According to the Agni Purana and Padma Purana, the Ganga descended to the earth on Ganga Dussehra day and a bath in the holy river on this day is said to purify one of all sins. To die on the banks of the Ganga is considered most auspicious. If that is not possible, then the immersion of the ashes after cremation in the river Ganga is a must, as it then releases one from the cycles of birth and re-birth. the seven ways of worshipping the Ganga are: by calling out her name, 'Oh Ganga'; having darshan of her; by toughing her waters; by worshipping and bathing; by standing in the waters of the river; and by carrying clay dug out of the river. Ganga in her anthropomorphic form is shown as a beautiful young woman standing on a crocodile and holding a waterpot in her hands. Her image, with that of the Goddess Yamuna, another sacred river deity, is often depicted on the doors of temples and palaces. In Gujarat, there is a legend according to which Ganga came down to the earth on Rishi Panchami, the fifth day of Bhadra (September) at Tarnetar. There is a sacred tank where people congregate for a holy bath on that day." (Shakti M. Gupta, 1991)

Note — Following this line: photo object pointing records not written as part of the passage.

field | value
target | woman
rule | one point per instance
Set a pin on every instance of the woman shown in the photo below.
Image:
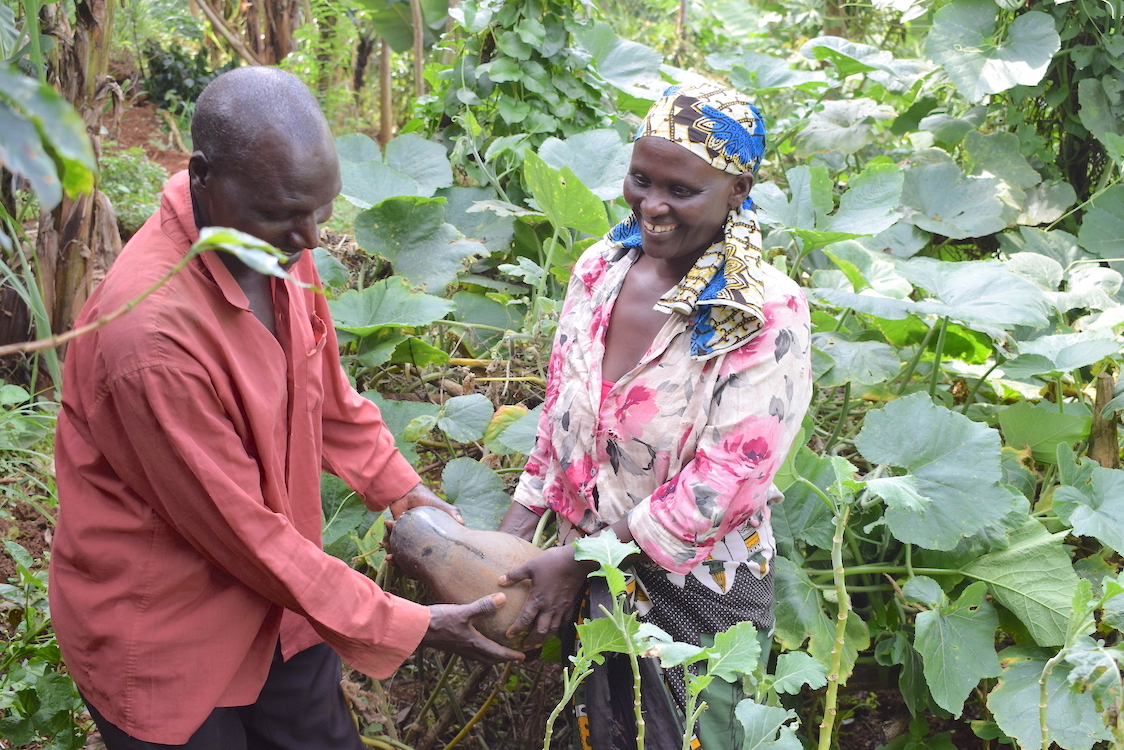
(701, 353)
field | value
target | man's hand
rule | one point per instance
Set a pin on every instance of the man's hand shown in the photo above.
(556, 579)
(451, 630)
(420, 495)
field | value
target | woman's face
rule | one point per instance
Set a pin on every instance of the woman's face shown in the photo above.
(679, 200)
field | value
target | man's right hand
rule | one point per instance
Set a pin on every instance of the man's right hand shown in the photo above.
(451, 630)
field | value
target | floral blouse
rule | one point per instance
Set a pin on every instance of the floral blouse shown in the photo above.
(685, 446)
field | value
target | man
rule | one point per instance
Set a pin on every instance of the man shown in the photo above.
(190, 595)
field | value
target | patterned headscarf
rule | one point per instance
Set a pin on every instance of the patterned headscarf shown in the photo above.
(723, 290)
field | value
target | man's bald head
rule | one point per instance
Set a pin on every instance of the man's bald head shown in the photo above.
(242, 106)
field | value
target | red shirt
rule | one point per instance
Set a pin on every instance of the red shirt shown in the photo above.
(188, 455)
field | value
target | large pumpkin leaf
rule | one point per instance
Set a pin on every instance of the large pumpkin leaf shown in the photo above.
(942, 199)
(561, 196)
(1102, 232)
(1033, 578)
(1094, 505)
(598, 157)
(976, 291)
(477, 491)
(1042, 428)
(961, 42)
(955, 462)
(386, 304)
(1072, 719)
(955, 642)
(413, 235)
(490, 228)
(842, 125)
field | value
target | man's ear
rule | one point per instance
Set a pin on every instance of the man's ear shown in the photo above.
(740, 190)
(198, 171)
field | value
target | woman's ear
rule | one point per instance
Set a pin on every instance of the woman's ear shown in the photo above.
(740, 190)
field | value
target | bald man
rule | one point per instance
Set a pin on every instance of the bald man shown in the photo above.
(190, 594)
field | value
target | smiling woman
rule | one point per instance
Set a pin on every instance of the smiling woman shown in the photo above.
(701, 351)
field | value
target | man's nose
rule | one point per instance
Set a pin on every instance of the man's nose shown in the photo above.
(305, 233)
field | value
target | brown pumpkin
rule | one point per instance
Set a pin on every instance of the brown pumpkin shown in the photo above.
(461, 565)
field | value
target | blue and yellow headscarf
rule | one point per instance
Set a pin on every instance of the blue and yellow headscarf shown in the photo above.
(723, 292)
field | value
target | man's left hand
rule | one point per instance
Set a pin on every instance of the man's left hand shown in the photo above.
(422, 495)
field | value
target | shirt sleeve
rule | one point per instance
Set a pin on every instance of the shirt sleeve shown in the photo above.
(755, 412)
(199, 476)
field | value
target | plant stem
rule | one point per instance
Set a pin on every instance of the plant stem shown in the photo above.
(844, 607)
(936, 358)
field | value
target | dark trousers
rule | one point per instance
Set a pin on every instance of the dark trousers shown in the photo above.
(301, 707)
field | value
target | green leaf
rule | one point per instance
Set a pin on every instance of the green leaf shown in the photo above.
(256, 254)
(804, 515)
(1072, 717)
(369, 183)
(1033, 578)
(735, 652)
(519, 436)
(418, 353)
(599, 636)
(598, 157)
(1095, 505)
(1102, 232)
(955, 462)
(398, 415)
(977, 291)
(766, 726)
(997, 154)
(870, 204)
(760, 72)
(961, 42)
(423, 161)
(955, 642)
(344, 516)
(565, 201)
(1097, 114)
(413, 235)
(357, 147)
(627, 65)
(940, 198)
(1042, 428)
(61, 128)
(863, 362)
(464, 418)
(386, 304)
(477, 491)
(493, 231)
(899, 493)
(21, 153)
(926, 590)
(843, 125)
(331, 270)
(605, 549)
(795, 669)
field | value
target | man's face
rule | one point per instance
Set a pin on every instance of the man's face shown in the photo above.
(281, 192)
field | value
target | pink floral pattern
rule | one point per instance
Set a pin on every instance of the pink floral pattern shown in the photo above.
(686, 448)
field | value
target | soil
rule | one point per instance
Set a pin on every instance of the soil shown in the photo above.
(143, 126)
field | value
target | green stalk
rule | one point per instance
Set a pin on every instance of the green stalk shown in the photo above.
(844, 607)
(839, 423)
(1043, 697)
(936, 358)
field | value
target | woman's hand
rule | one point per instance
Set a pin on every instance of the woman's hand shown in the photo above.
(556, 579)
(519, 521)
(451, 630)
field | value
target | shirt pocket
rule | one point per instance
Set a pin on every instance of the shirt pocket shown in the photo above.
(314, 362)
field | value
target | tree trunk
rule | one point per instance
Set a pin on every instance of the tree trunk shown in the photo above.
(81, 231)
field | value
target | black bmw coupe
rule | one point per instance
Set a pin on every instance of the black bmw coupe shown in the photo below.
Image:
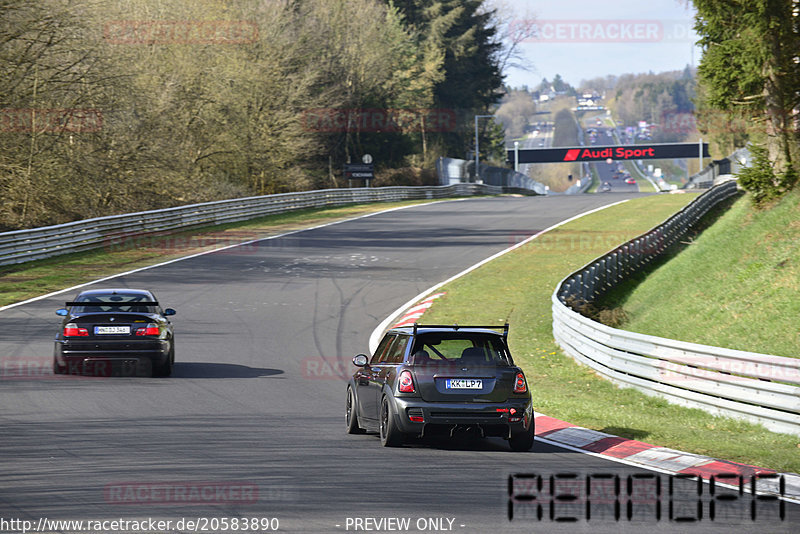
(115, 332)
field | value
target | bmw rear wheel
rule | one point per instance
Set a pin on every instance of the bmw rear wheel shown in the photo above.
(165, 369)
(391, 436)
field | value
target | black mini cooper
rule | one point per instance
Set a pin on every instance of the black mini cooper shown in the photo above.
(424, 379)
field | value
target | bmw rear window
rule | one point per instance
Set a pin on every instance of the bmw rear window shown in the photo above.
(116, 303)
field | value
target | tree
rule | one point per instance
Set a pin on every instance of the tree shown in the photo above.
(750, 68)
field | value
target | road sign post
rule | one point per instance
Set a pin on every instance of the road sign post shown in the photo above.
(359, 171)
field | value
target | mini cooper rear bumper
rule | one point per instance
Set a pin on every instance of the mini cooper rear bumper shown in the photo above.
(416, 416)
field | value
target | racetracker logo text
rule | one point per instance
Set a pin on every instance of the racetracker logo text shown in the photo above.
(50, 120)
(607, 31)
(180, 493)
(329, 120)
(149, 32)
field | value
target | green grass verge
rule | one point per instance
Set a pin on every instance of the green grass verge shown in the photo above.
(737, 284)
(27, 280)
(517, 287)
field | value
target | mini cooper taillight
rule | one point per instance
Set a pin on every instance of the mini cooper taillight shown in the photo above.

In its journey to the sea, the Ganges River travels some 2,500 kms across the Indian subcontinent, blessing the people of India and Bangladesh with life-giving water. The Sunderban delta in Bangladesh is now the world's largest and most fertile delta.
While Gangotri is the place of worship associated with the source of the Ganges, the actual source is understood to be the glacier at Gaumukh, which is 12 miles upstream.